Question

Calculate the number of states per cubic meter of sodium in 3s band. The density of sodium is \[1013{\text{ }}kg{m^{ - 3}}\]. How many of them are empty?

Answer 1

Hint: The given problem is from semiconductor electronics. To solve this first we calculate the total number of atoms.
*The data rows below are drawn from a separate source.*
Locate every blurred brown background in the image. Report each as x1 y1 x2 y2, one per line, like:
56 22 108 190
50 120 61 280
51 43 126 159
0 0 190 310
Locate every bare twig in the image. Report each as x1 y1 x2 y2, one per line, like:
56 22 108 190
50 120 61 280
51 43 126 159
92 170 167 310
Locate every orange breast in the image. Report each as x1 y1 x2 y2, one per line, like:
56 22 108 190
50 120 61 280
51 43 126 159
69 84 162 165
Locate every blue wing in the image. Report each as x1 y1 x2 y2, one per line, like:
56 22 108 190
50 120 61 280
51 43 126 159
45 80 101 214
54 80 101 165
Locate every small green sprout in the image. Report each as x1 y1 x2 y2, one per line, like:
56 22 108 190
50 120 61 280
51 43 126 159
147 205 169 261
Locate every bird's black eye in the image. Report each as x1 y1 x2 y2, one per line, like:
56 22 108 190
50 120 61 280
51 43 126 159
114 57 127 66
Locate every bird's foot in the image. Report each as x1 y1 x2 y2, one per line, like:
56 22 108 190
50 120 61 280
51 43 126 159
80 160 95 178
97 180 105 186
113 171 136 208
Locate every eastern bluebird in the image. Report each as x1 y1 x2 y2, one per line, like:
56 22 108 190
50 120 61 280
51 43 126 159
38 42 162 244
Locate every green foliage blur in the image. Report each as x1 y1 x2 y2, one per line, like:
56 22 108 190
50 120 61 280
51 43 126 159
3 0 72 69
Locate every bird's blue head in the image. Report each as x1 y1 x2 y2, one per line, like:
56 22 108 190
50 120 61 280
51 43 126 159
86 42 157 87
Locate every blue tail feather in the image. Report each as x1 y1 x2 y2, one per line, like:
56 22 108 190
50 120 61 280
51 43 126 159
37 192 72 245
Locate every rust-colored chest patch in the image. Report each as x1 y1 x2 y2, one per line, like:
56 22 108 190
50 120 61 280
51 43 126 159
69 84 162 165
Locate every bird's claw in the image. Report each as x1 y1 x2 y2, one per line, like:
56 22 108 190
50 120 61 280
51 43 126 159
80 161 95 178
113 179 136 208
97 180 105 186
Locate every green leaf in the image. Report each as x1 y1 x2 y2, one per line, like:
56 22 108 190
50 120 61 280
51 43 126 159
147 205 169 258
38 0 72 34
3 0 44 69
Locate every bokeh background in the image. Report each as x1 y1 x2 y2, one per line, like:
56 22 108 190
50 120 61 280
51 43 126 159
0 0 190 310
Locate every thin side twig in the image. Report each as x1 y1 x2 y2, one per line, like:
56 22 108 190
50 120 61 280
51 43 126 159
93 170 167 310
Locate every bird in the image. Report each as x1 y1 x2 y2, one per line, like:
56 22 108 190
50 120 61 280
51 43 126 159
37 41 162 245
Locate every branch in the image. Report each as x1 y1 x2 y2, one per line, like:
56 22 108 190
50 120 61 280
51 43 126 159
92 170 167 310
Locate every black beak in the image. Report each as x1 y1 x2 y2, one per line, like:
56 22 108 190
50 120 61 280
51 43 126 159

Then after considering electronic configuration, we will calculate the number of states and number of empty states.

Complete step by step answer:
According to given problem the data is given as
Density of sodium, d= \[1013{\text{ }}kg{m^{ - 3}}\]
Volume, V= $1{m^3}$
Mass can be defined as the product of density and volume, So here we will calculate the mass of sodium as,
$m = d \times V = 1013 \times 1 = 1013kg$
Molecular mass of sodium, M=23

As we know that 23 gram sodium contains 6 atoms, so the number of atoms in 1013 kg sodium will be-
$
  N = \dfrac{{1013 \times {{10}^3} \times 6 \times {{10}^{23}}}}{{23}} \\
   \Rightarrow N = 264.26 \times {10^{26}} \\
 $
(A) As the number of maximum possible electrons that can occupy the 3s band is 2, the total number of seats in the 3s band will be
$
  N = 2 \times 264 \times {10^{26}} \\
   \Rightarrow N = 5.3 \times {10^{28}} \\
 $
(B) As the atomic number of sodium is 11, its electronic configuration is $1{s^2},2{s^2},2{p^6},3{s^1}$.

According to electron filling in different bands, s band requires 2 electrons in itself. But This implies that the 3s band is half filled in case of sodium, so the total number of unoccupied states is half of the total number of seats in the 3s band.
Number of empty states=$\dfrac{{5.3 \times {{10}^{28}}}}{2} = 2.65 \times {10^{28}}$
These are the numbers of states that are empty in sodium atoms.
This is the required solution for a given problem.

Note: The electron configuration of an element describes how electrons are distributed in its atomic orbitals. Electron configurations are useful for determining the valency of an element, interpreting atomic spectra and predicting the properties of a group of elements.